Remembering Walter Cronkite means recalling when there really was a media figure who was "the most trusted man in America." In moments of profound national tragedy and unparalleled triumph, the country turned its eyes toward Cronkite, who unfailingly delivered professionalism and integrity.
The greatest sorrow in marking Cronkite's death is the necessity of acknowledging that we have replaced his work ethic and wisdom with puffery and ideological pontification.
To watch the tapes of Cronkite's extraordinary coverage of John F. Kennedy's assassination -- not that final, teary moment when he removes his thick-rimmed glasses to announce that the young president is dead, but the bulletins leading inexorably up to it -- is to understand what broadcast news once was, and is no more.

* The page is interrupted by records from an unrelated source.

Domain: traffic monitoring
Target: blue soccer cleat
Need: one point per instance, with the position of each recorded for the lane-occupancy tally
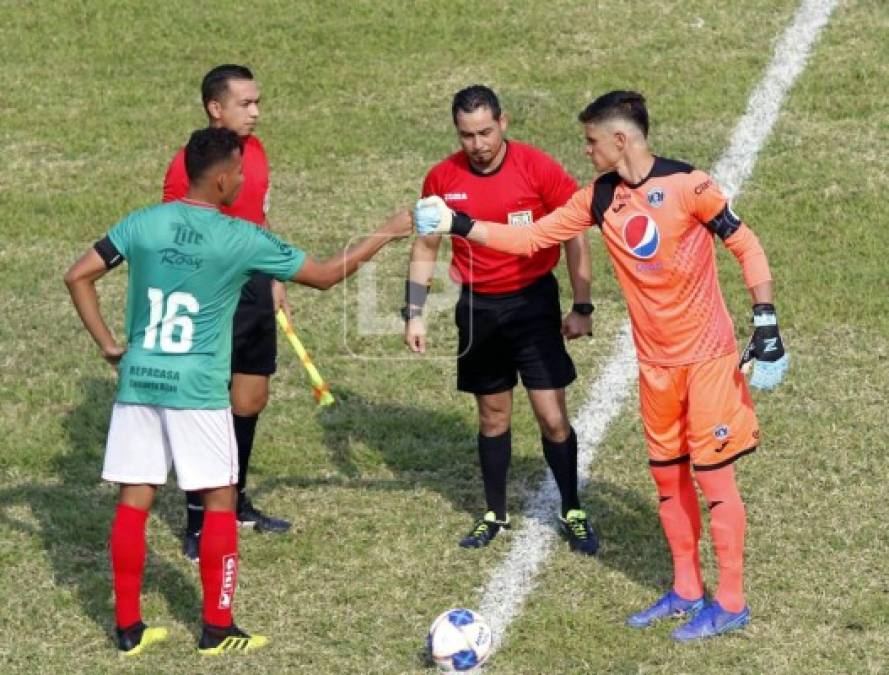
(669, 606)
(713, 620)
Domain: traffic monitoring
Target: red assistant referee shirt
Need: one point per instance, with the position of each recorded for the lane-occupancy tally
(528, 185)
(253, 200)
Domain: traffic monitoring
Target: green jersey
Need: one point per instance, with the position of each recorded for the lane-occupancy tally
(187, 264)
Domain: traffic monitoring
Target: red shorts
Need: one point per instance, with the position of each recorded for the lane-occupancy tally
(702, 412)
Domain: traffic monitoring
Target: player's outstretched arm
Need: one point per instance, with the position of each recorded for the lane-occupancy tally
(323, 274)
(81, 281)
(420, 271)
(433, 216)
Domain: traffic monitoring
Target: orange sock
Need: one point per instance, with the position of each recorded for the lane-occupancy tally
(681, 520)
(728, 521)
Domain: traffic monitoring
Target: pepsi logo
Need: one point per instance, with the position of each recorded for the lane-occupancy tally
(641, 235)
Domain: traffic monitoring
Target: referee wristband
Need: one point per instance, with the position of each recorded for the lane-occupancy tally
(415, 293)
(461, 224)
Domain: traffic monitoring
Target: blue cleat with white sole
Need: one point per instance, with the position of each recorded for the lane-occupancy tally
(670, 606)
(713, 620)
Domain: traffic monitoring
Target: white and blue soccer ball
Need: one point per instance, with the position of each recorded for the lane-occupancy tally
(459, 639)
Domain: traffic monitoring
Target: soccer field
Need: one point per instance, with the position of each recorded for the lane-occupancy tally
(95, 99)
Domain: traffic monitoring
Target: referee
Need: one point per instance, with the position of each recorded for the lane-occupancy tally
(231, 100)
(508, 316)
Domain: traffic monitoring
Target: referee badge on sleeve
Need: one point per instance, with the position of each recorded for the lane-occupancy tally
(520, 218)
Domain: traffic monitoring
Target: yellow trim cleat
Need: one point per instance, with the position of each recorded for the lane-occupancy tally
(134, 640)
(216, 641)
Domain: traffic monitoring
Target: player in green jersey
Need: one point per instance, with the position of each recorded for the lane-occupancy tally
(187, 264)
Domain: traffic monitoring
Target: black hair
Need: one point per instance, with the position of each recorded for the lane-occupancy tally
(472, 98)
(206, 148)
(625, 105)
(214, 86)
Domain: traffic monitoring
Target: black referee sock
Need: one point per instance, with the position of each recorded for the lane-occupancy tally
(194, 519)
(494, 454)
(245, 430)
(562, 460)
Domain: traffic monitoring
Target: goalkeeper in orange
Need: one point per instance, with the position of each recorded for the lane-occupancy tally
(659, 218)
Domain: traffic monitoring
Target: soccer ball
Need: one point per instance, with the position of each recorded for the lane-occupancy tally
(459, 639)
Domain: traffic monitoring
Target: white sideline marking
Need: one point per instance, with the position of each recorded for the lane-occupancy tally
(513, 579)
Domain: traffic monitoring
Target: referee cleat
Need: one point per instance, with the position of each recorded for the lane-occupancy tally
(132, 640)
(191, 544)
(712, 620)
(669, 606)
(215, 640)
(484, 530)
(250, 516)
(581, 537)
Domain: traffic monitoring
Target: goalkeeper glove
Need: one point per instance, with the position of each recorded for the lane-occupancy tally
(770, 362)
(432, 216)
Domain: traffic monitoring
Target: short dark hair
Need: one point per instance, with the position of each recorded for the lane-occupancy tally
(472, 98)
(214, 86)
(625, 105)
(206, 148)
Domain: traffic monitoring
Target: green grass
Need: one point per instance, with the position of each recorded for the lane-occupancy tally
(95, 99)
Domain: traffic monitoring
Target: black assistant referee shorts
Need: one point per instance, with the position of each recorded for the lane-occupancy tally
(254, 337)
(505, 334)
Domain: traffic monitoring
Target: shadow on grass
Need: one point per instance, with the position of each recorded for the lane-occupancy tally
(436, 450)
(75, 512)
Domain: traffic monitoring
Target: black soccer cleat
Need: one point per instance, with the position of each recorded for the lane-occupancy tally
(191, 546)
(215, 640)
(484, 530)
(132, 640)
(250, 516)
(581, 537)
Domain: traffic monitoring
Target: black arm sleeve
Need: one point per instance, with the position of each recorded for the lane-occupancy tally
(108, 253)
(724, 224)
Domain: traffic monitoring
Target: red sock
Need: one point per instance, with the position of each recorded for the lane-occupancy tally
(219, 566)
(681, 520)
(728, 521)
(127, 548)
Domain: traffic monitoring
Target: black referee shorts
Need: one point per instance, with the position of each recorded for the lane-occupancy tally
(508, 334)
(254, 337)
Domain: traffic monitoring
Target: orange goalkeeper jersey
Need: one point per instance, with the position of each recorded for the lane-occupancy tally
(659, 235)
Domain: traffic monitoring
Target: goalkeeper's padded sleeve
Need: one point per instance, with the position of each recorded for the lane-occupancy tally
(745, 246)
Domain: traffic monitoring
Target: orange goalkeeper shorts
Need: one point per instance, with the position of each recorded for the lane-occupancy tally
(700, 412)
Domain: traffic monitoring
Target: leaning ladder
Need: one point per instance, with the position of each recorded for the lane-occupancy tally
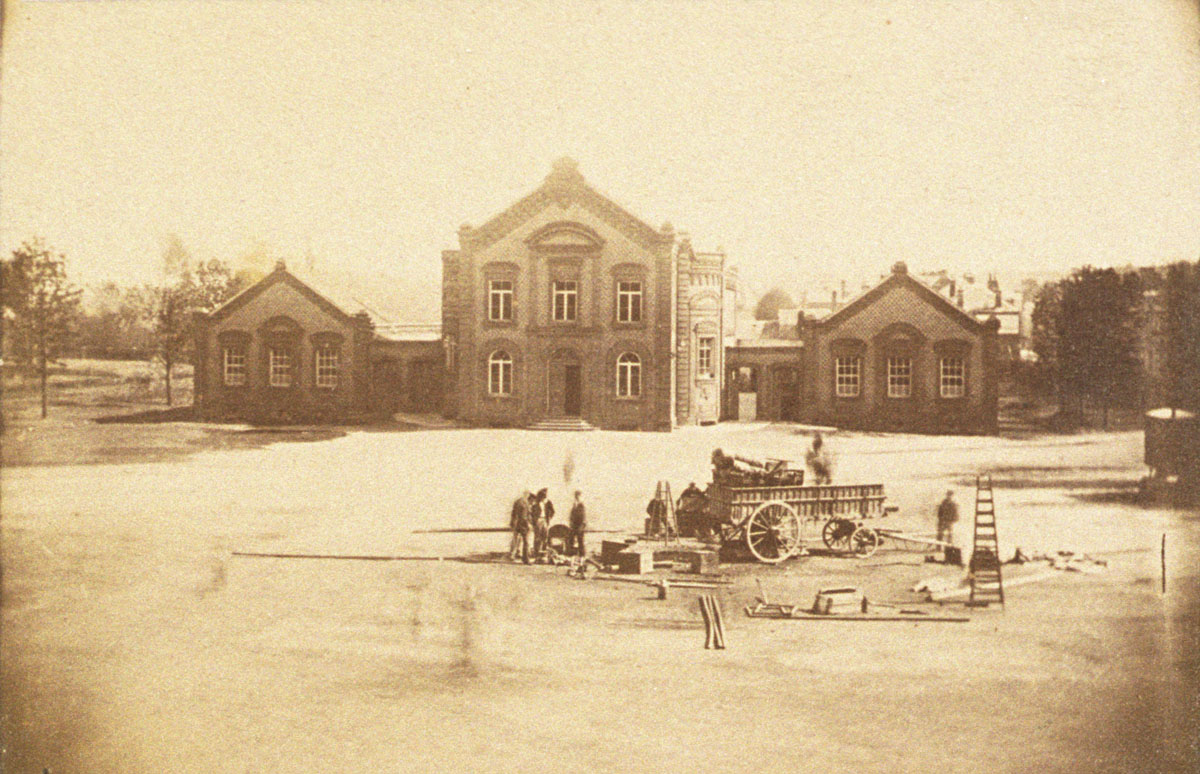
(663, 492)
(987, 585)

Though it is apparent that the president likely had been killed, Cronkite never goes beyond the sparse facts as they were streaming into CBS News from wire services and then from reporters at the local affiliate in Dallas. Cronkite tells us that "first reports" are that the president has been "seriously wounded by this shooting." He says Kennedy had been taken to Parkland Memorial Hospital where his condition is "yet unknown."
We learn that two priests were called to the president's room and that "blood transfusions are being given to President Kennedy." After Eddie Barker of KRLD in Dallas reports that rumors are emanating from the hospital that Kennedy already had died, Cronkite notes that the account is "totally unconfirmed, apparently, as yet." And so it went, up until that moment when Cronkite soberly announced receipt of "the flash, apparently official," that Kennedy had died at 1 p.m., Central Standard Time.

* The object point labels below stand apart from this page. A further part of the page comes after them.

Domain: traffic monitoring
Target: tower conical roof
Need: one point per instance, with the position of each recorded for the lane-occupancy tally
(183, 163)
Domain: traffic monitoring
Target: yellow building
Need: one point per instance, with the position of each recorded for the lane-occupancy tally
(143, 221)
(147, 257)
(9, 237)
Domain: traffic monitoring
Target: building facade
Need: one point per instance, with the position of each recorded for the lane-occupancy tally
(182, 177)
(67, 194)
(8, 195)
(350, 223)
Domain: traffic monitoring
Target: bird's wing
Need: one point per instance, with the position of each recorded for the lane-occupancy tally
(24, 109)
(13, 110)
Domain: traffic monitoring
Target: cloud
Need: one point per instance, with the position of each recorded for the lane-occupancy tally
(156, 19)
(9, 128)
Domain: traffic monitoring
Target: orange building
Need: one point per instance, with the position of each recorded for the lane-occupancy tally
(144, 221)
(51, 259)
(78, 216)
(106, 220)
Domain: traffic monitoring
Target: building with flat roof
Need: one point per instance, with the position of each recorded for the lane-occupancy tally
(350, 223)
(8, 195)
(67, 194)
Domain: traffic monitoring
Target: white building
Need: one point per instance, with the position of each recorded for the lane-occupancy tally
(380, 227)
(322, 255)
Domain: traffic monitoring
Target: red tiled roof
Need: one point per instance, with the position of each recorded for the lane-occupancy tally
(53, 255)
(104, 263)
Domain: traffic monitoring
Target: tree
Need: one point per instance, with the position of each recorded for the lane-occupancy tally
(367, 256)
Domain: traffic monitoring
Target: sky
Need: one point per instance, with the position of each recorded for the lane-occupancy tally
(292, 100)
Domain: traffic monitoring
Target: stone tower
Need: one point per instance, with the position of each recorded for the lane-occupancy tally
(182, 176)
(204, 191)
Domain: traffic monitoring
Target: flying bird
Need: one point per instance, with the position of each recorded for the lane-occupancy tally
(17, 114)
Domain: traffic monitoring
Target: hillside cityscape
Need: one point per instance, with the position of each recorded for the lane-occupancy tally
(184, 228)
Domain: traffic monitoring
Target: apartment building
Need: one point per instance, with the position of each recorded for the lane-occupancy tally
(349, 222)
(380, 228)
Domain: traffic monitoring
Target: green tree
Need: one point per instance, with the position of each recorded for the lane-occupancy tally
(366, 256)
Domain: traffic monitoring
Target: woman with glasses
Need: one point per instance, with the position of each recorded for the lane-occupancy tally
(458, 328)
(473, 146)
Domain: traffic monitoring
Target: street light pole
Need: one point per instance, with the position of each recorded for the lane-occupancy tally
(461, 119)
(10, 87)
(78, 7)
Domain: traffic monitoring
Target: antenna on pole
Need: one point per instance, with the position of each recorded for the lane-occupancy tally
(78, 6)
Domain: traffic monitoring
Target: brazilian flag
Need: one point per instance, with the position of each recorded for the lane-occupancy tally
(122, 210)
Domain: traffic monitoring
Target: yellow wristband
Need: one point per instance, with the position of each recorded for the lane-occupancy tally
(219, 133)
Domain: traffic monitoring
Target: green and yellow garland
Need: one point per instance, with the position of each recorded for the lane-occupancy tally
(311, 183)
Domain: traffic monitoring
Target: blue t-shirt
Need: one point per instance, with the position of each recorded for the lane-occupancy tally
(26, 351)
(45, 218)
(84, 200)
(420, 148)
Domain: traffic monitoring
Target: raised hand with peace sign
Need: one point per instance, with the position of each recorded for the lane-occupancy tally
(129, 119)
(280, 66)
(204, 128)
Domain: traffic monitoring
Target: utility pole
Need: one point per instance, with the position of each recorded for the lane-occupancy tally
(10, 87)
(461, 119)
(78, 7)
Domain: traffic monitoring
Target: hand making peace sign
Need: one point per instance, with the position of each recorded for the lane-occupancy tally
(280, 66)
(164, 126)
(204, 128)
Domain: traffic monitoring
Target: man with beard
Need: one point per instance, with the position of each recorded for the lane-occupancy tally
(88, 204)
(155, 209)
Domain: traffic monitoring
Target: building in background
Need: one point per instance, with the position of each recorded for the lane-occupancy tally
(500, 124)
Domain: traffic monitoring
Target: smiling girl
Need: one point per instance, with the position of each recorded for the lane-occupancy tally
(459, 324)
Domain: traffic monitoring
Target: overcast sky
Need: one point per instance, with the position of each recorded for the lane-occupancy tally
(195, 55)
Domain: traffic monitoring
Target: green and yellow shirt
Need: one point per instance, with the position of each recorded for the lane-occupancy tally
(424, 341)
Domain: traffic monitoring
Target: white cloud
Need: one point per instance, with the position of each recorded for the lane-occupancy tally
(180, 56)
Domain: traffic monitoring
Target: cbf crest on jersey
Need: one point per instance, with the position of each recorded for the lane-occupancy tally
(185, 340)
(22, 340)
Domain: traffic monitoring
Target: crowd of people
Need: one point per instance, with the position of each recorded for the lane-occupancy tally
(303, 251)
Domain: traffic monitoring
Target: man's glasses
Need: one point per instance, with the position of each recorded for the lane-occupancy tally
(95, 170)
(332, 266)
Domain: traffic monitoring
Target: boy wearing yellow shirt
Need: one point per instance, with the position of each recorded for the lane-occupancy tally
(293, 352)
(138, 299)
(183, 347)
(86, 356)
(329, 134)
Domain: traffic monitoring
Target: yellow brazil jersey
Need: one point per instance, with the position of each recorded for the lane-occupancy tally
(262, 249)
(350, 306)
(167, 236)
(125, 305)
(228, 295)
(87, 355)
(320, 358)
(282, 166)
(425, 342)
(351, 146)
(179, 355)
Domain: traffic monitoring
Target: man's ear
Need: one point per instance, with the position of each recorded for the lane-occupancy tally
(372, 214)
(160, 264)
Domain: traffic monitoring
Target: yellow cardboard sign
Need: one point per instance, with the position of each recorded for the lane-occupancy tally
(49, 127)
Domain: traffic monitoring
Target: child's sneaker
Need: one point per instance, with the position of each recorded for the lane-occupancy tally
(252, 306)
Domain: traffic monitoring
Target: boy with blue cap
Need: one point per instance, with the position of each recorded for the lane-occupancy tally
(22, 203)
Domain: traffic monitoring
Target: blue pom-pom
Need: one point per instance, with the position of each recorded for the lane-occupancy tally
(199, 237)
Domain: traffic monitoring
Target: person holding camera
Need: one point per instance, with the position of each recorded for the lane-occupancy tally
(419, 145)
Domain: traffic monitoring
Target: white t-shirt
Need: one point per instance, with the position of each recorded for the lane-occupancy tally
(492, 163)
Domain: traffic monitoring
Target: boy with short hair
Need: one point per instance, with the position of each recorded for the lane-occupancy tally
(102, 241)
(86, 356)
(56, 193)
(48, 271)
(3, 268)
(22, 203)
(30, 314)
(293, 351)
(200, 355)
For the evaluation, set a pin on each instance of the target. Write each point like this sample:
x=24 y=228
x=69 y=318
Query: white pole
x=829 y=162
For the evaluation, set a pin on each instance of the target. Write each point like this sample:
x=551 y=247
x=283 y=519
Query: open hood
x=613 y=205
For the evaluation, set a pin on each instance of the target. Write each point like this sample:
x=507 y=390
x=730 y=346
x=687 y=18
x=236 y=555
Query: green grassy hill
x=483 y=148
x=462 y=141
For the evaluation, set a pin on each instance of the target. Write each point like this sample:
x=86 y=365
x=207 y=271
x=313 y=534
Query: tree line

The sequence is devoid of speculation, let alone the self-importance so central to cable television -- the contemporary equivalent of the news bulletin of 1963. Applying the standards of today, what, precisely, would an army of experts, academics, political "analysts," supposedly longtime family friends or others have speculated about on Nov. 22, 1963?
They could not have foretold that within a few years of JFK's assassination, the very boulevards of downtown Washington that provided the solemn backdrop for his funeral cortege would be ablaze with urban riots. No one could guess that Lyndon Johnson's assumption of the presidency would eventually lead to the tragic escalation of the Vietnam War and the rending of the nation into ideological camps -- divisions that foreshadowed the red state/blue state shouting match that dominates political discussion and too much media coverage today.

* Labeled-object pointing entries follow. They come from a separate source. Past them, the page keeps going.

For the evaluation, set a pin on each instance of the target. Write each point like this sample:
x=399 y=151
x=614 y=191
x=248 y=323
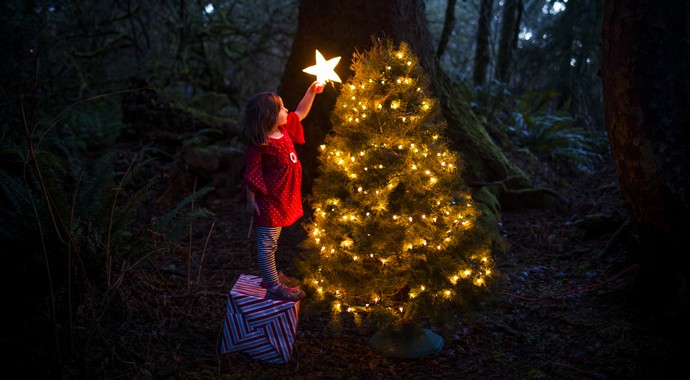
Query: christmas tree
x=394 y=232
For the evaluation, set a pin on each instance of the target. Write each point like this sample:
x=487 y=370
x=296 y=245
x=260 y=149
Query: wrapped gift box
x=263 y=328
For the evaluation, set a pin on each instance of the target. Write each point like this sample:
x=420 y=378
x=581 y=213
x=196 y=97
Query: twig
x=251 y=225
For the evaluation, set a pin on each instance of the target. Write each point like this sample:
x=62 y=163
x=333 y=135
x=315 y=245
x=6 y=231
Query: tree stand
x=410 y=344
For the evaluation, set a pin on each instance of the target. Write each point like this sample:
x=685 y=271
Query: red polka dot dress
x=274 y=173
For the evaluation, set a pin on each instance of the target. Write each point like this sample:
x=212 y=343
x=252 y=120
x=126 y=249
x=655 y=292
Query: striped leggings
x=266 y=245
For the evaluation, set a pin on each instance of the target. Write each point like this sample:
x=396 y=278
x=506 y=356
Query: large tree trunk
x=504 y=56
x=645 y=57
x=338 y=28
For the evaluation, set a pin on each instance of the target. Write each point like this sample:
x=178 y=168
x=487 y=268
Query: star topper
x=324 y=69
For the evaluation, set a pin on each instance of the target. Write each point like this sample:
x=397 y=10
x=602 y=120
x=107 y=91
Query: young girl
x=273 y=178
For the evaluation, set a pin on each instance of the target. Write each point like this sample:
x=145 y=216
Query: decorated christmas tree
x=394 y=232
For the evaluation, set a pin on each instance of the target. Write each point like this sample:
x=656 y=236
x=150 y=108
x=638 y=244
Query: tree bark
x=339 y=28
x=645 y=55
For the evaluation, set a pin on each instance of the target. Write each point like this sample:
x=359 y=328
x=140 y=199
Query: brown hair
x=260 y=116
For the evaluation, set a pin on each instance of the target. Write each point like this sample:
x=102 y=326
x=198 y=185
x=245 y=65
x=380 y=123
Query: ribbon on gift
x=263 y=328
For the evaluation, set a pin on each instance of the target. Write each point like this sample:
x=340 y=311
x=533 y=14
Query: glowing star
x=324 y=69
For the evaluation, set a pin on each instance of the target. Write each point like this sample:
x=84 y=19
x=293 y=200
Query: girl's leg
x=267 y=244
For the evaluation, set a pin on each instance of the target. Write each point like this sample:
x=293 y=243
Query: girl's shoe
x=281 y=292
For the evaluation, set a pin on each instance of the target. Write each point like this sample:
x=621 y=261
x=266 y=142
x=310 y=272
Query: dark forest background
x=120 y=120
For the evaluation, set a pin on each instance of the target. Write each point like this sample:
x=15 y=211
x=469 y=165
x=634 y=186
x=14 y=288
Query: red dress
x=274 y=173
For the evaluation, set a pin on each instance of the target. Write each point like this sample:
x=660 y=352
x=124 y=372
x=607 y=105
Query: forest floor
x=560 y=308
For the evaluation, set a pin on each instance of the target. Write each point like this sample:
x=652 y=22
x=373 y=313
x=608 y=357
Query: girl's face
x=282 y=114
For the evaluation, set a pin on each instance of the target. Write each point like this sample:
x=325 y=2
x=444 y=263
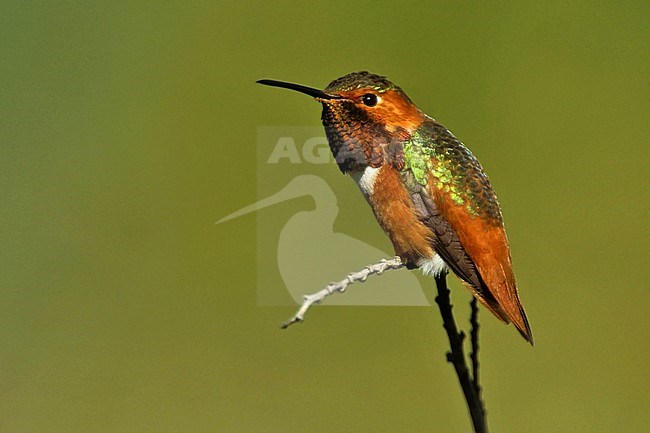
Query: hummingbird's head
x=362 y=113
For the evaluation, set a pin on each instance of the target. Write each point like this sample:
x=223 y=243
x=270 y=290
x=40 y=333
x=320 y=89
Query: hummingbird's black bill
x=316 y=93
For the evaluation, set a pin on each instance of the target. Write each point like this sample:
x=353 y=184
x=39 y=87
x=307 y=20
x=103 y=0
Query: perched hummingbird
x=428 y=192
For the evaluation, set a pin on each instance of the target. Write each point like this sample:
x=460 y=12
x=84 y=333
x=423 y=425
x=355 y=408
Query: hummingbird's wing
x=459 y=205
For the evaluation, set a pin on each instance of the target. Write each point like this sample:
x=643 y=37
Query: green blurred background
x=128 y=128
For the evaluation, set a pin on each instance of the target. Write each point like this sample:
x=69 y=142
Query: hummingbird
x=428 y=192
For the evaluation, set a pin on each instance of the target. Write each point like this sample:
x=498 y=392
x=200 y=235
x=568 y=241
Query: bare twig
x=340 y=286
x=457 y=357
x=474 y=353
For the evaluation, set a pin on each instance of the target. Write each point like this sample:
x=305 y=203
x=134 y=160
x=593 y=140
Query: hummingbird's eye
x=369 y=99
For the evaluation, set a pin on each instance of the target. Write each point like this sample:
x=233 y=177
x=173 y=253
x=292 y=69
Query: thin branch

"When you talked to Walter, he would always want to accentuate the serious side, that news should not be personified. It's serious grist that makes democracy possible," says Craig Allen, an associate professor of journalism and author of books on broadcast news history, who worked alongside the retired anchor at the Walter Cronkite School of Journalism and Mass Communication at Arizona State University.
Though Cronkite in retirement repeatedly warned of the perils of a fragmented, ideological approach to news, his advice has been ignored by media figures -- and media consumers -- alike. During last year's presidential campaign, those who said they got most of their election news from television relied heavily on channels offering a partisan or ideological cast. According to the Pew Internet and American Life Project, more than a third of those who got election reports mainly from television watched the conservative-leaning Fox News (25 percent) or MSNBC (10 percent), which developed a clear left-leaning tilt.
When potential voters turn directly to the Internet for information, there is an even more intense search for self-satisfying bias. Fully 33 percent of those who went online to get political news last year sought information from sites that "share my point of view," the Pew study shows. That's up from 26 percent in 2004. The biggest change came among the young, with the share of those 18 to 24 saying they got political news from online sites that reflected their viewpoint jumping to 43 percent in 2008, up from 22 percent in 2004.